Le fashion victims giapponesi

da | LIFESTYLE

C’è chi sacrifica tutto per il proprio brand preferito, persino un letto su cui dormire. Ma siamo noi a possedere gli oggetti, o sono loro a possedere noi?

Ci sono persone che spenderebbero fino all’ultimo centesimo pur di avere quella borsa Gucci o quella t-shirt loggata super costosa. Quante volte ci ritroviamo a sognare davanti alle vetrine, immaginando di possedere tutto? Per alcuni, in Giappone, questo sogno è diventato realtà – ma a caro prezzo. In una Tokyo affollata e costosa, c’è chi ha sacrificato ogni cosa in nome della moda: soldi, tempo, spazio vitale, e perfino un letto su cui dormire. Sono le cosiddette fashion victims, e a raccontare la loro storia è il fotografo giapponese Kyoichi Tsuzuki, che tra il 1999 e il 2004 li ha immortalati nei loro micro-appartamenti traboccanti di abiti e accessori di lusso.

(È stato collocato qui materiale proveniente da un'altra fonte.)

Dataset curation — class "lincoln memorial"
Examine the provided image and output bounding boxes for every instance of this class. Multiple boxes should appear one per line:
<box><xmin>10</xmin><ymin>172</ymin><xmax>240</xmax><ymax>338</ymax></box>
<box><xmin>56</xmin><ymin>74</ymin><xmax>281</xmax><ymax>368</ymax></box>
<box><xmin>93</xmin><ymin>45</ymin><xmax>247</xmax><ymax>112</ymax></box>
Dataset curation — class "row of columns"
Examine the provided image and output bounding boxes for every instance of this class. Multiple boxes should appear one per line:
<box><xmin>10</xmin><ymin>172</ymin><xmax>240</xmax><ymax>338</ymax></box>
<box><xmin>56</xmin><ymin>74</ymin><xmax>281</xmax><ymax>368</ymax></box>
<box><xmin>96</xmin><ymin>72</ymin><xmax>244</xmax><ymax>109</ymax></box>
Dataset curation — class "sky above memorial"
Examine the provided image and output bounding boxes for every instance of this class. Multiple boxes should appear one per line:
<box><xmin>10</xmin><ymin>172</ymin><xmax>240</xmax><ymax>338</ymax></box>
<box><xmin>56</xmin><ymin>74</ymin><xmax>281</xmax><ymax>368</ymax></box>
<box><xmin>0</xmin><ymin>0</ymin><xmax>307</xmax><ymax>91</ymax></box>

Fashion Victims – Jane Marple, 2000\2002

Happy Victims : tra amore e ossessione

Il fotografo giapponese Kyoichi Tsuzuki (nato a Tokyo nel 1956) si definisce innanzitutto un giornalista. Le sue serie fotografiche sono vere e proprie immersioni nella vita privata dei giapponesi, tentativi di svelare ciò che solitamente rimane celato dietro le facciate ordinate delle città. A partire dagli anni ’90, Tsuzuki inizia a documentare la vita quotidiana della capitale con un taglio da fotoreportage, spingendosi oltre l’immagine pubblica e patinata di Tokyo.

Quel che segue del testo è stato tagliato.